Scott Leibs, CFO Magazine
October 1, 2011
In his speech on jobs last month, President Obama pointed to a decades-long erosion of the "compact" between American workers, their companies, and, more implicitly, Washington. That compact, as he described it, amounted to employees being rewarded for hard work and loyalty with "a decent salary and good benefits [and] maybe a raise once in a while."
It was an effective way to tee up his proposals to jump-start the economy, but he didn't dwell too long on the idea that a once-robust compact has badly eroded, for two reasons: because it's true, and thus unsuited for a rally-together speech, and because no federal program — or economic recovery, for that matter — is likely to restore it.
This is an issue for CFOs because, while they are not to blame for the erosion of that compact, they are very much involved in the changing nature of the employer-employee relationship. Charged with driving shareholder value, and able (most would say "required") to leverage an expanding array of outsourcing, automation, and related efficiency options, CFOs have led the charge to "do more with less." The recession simply fueled a process that has long been underway, and while a reviving economy will no doubt produce more jobs, it's a very open question as to where the unemployment rate will settle. In our recent surveys of CFOs, a sizable percentage say their companies will never again employ as many people as they once did.
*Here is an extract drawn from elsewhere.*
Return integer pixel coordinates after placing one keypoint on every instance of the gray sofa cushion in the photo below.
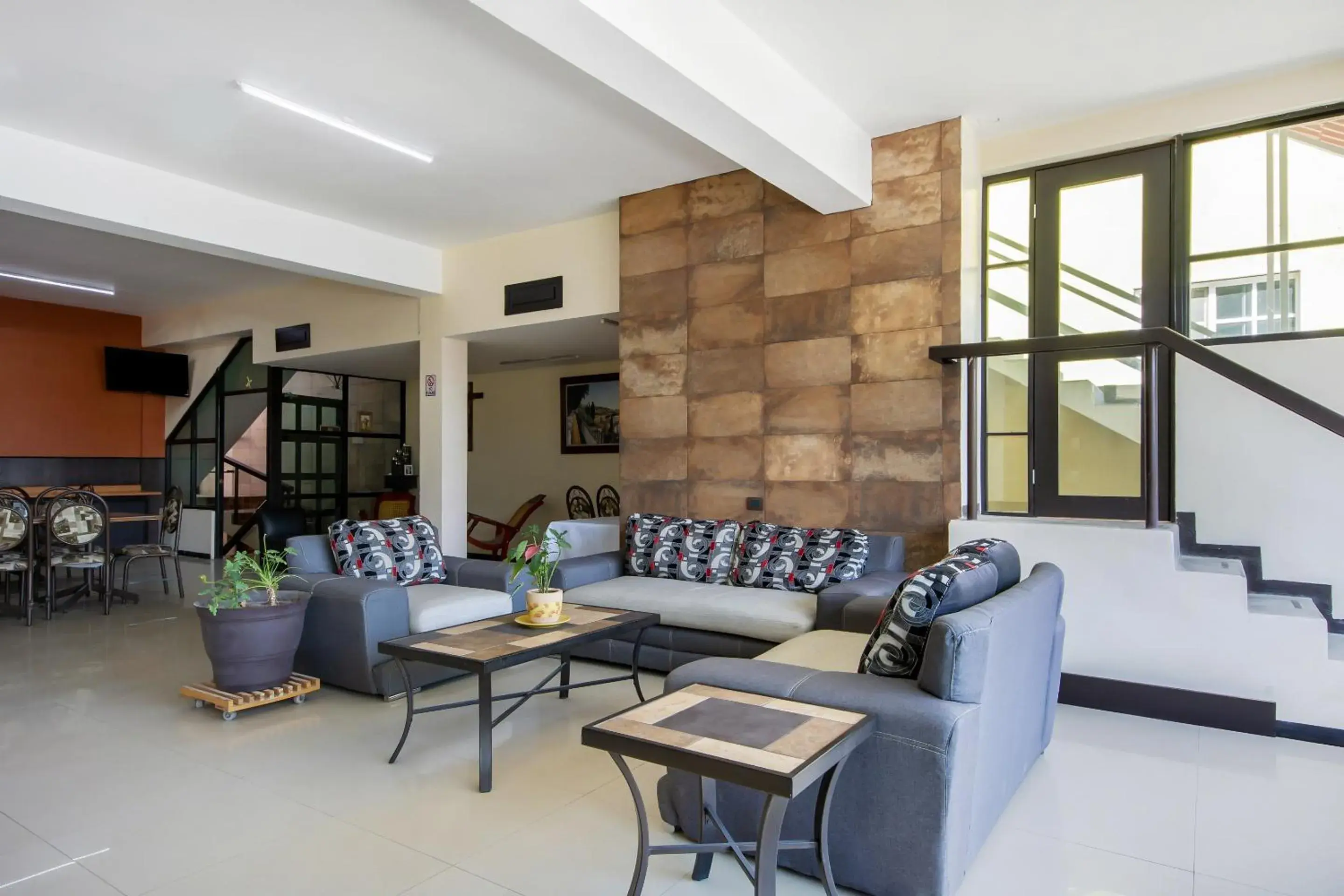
(752, 613)
(440, 606)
That may be why the President was quick to cite corporate tax breaks, patent reform, and other business-friendly ideas first in his litany of job-creation proposals. It was an honest attempt to foster job creation while keeping U.S. companies competitive. And yet, even if an improbable wave of bipartisanship leads to most of the American Jobs Act winning approval, however, and even if that, in turn, matches the rosiest of predictions for its impact, the employer-employee compact has been inexorably altered. If the world is now flat, has that inevitably forced certain expectations to be brought down to earth?